Моя литературная судьба (Автобиография Константина Леонтьева) - Леонтьев Константин Николаевич. Страница 9
И о том, что я сказал так длинно в скобках, то есть об отношениях церковных к Перипандопуло и Амиаблям, я ему упомянул в свое оправдание каких-нибудь два слова и о болгарах, и вообще о власти и сословиях не спорил; а что я смотрю на христианство только как на историческое явление (на Византии), я полагаю, и отвечать вовсе не стоило.

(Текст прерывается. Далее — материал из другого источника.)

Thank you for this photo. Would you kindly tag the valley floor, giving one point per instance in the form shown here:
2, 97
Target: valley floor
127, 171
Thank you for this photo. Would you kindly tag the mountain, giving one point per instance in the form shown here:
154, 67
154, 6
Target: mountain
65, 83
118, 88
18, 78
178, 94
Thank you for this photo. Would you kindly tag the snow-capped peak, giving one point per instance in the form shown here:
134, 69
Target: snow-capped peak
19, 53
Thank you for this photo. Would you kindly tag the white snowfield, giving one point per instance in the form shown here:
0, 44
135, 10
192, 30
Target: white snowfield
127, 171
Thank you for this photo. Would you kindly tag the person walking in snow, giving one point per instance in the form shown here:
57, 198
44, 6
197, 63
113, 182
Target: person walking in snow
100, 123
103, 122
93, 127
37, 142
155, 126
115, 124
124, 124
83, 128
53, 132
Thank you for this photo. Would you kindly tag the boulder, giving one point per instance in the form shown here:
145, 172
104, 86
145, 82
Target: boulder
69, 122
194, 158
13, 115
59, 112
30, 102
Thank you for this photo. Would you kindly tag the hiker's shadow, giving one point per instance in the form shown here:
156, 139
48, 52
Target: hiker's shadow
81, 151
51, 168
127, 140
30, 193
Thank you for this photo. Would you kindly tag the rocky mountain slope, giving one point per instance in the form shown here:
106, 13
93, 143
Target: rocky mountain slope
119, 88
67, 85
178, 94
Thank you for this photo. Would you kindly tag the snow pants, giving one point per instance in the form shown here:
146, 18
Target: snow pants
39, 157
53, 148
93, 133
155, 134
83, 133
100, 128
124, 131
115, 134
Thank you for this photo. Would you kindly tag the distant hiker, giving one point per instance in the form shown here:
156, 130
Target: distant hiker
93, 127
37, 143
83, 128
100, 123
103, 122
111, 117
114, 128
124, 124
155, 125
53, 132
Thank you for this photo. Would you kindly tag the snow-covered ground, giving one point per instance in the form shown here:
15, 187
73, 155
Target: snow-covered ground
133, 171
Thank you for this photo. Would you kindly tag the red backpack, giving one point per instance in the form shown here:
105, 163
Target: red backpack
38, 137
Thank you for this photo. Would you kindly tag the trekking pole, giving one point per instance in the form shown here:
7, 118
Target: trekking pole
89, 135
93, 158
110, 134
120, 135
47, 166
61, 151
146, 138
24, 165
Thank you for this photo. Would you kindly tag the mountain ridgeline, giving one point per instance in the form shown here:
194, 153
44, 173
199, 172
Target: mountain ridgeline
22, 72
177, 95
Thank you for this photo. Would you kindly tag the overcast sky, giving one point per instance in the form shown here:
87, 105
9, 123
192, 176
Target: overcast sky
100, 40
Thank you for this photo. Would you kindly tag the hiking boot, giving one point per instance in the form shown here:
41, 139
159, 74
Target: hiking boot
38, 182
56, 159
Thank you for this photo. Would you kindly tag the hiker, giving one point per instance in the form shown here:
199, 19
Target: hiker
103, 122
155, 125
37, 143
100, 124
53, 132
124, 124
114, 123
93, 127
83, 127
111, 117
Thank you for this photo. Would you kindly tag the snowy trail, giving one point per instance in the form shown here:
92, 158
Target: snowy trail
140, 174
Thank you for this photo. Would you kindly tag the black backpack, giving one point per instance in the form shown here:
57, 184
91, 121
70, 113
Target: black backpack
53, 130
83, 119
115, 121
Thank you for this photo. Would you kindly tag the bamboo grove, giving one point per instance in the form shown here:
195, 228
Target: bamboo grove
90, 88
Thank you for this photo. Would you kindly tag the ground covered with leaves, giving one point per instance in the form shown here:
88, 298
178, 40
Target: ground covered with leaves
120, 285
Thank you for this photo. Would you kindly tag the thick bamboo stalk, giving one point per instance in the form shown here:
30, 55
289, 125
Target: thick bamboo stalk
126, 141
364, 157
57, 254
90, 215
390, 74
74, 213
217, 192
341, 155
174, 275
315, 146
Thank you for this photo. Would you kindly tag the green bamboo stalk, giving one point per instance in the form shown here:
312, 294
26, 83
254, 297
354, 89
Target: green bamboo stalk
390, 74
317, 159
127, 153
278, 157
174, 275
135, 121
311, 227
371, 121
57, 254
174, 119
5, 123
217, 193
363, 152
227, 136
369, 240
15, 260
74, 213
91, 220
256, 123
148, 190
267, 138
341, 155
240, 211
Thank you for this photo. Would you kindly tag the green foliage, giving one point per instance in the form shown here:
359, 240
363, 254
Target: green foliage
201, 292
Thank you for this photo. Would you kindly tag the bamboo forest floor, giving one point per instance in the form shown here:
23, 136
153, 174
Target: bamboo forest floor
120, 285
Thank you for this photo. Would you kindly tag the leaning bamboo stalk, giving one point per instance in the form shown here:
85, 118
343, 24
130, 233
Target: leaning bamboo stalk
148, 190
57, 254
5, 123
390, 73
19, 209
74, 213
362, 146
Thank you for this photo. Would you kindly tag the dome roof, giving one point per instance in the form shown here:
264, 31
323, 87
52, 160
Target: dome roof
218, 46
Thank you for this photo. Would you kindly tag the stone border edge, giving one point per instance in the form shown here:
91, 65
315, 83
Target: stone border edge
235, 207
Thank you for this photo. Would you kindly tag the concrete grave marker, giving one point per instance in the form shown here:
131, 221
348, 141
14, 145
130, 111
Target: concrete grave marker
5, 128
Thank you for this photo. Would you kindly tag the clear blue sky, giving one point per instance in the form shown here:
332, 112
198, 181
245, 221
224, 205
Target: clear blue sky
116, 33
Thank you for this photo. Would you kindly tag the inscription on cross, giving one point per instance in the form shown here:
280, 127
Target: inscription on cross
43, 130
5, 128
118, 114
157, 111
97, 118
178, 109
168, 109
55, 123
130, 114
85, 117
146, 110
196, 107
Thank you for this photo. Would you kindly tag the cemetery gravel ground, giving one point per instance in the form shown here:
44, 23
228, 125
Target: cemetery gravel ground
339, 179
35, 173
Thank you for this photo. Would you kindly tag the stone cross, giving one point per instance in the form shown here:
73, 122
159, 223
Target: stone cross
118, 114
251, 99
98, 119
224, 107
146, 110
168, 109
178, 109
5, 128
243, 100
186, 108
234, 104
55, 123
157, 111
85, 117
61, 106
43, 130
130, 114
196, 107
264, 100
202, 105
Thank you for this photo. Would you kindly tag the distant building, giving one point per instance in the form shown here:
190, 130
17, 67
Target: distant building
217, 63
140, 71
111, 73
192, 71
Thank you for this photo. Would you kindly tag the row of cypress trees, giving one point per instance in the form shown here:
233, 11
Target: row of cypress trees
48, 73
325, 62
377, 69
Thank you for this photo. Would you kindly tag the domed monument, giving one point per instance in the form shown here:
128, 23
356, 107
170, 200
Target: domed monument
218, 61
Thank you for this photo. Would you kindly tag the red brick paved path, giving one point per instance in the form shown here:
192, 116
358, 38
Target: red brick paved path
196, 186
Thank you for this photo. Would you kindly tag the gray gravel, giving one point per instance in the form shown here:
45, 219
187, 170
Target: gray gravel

Позднее, когда собрались гости, я занялся с неким Кар-Заруцким, который печатал статьи в "Гражданине"; он занимается теперь в особенности старокатолическим делом, Деллингером и т. д. Я слушал очень охотно его изложение; а Аксаков передавал целому кружку, собравшемуся около него, впечатления, вынесенные Юрием Самариным из его последнего пребывания в Германии. Речь была о том, что прежняя нравственность германской жизни давно уже портится. Что народ глубоко развращен, утратил религиозность и что его зверские, разрушительные инстинкты сдерживаются теперь лишь силою и страхом. Благонравие же во многих семьях образованного класса держится нравственным капиталом, прежде накопившимся под влиянием христианских принципов. Аксакову возражал один ужасно жиденький и не авантажный юноша (кажется какой-то Толстой). Он возражал горячо, но как-то трепетно, взволнованно и опустивши очи свои долу от стыда и сознания своей дерзости. Он говорил, что быт образованных классов в Германии очень нравственен и это доказывает, что общество и без религии может быть нравственным. Ибо несомненно, что в Германии теперь религия слабее, чем, напр., во Франции. Аксаков на это сказал ему с вежливо отеческим оттенком: я не буду говорить теперь о безусловном достоинстве христианства. Речь идет лишь о тех государствах и обществах, которые вышли из христианства и устроились на нем. Этим-то обществам грозит гибель, когда они откажутся от христианского авторитета. Дряблый юноша опять начинал свою боязливо-настойчивую речь. Аксаков опять говорил ему: -- Я не говорю теперь...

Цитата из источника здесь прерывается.